There is also the case of suicides, when they happen to young people that hasn't reproduced yet. It can also be argued its for the benefit of the community.
So the thesis is that the primary force in evolution is not individual's fitness but it is the community's fitness.
saalweachter|10 years ago
If a particular gene causes good things 95% of the time (based on other interactions or developmental factors or whatever) and catastrophic failures like heart disease or cancer or crippling depression 5% of the time (and it represents a local maxima, with no simple improvements possible), then it can easily come to dominate a gene-pool, so long as the 95%-benefit outweighs the 5%-failure. It doesn't mean the 5% failure has been "selected for", it just means that it wasn't worth weeding out.
Moths circle lights because of genetic factors which influence their tiny moth brain's development. It doesn't mean that circling-lights was a selected feature.
joaorj|10 years ago
You're betting evolution is not that good. One can also bet it better than you can possibly imagine.
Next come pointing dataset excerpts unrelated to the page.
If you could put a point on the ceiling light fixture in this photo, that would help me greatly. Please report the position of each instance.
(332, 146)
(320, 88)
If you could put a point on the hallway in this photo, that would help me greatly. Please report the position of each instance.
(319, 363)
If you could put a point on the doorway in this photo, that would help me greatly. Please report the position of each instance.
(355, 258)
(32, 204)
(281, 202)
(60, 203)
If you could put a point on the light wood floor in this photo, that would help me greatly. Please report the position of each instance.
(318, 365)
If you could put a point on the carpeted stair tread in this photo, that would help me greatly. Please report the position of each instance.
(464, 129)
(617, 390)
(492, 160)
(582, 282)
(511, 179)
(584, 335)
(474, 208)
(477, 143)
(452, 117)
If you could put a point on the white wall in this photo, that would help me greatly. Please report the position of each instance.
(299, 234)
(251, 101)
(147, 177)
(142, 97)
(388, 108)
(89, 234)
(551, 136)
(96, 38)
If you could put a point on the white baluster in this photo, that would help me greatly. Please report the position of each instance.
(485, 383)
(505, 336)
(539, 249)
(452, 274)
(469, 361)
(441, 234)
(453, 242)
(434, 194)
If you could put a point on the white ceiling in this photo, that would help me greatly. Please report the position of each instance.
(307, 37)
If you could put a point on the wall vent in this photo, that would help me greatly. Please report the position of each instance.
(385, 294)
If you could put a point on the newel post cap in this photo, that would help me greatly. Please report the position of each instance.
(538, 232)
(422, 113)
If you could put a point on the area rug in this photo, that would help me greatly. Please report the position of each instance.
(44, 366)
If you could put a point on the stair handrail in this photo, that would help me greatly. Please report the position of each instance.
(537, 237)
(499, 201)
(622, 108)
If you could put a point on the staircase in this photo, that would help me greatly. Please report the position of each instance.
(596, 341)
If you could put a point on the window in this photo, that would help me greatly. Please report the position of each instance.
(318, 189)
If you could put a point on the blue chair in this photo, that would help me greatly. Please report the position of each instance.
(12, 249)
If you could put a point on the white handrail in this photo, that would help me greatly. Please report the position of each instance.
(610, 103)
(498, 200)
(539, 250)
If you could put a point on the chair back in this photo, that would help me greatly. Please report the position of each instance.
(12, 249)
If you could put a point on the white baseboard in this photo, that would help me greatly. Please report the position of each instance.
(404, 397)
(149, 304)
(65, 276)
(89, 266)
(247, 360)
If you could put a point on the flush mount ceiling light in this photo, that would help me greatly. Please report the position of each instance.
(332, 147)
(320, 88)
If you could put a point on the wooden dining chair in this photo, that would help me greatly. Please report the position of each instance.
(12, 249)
I don't think you can be sure either way at this point, but your argument seems to be the most compelling at this point!
zkhalique|10 years ago
zkhalique|10 years ago
https://en.wikipedia.org/wiki/Group_selection#Good_of_the_sp...
I personally think the benefit of the community is definitely one of the factors. And I think the evolutionists have it wrong. But why does the public just accept whatever they say? It hardly sounds like a settled theory.
lawpoop|10 years ago
So, an extended family with a few homosexual kin might have greater reproductive success with their offspring having more caretakers.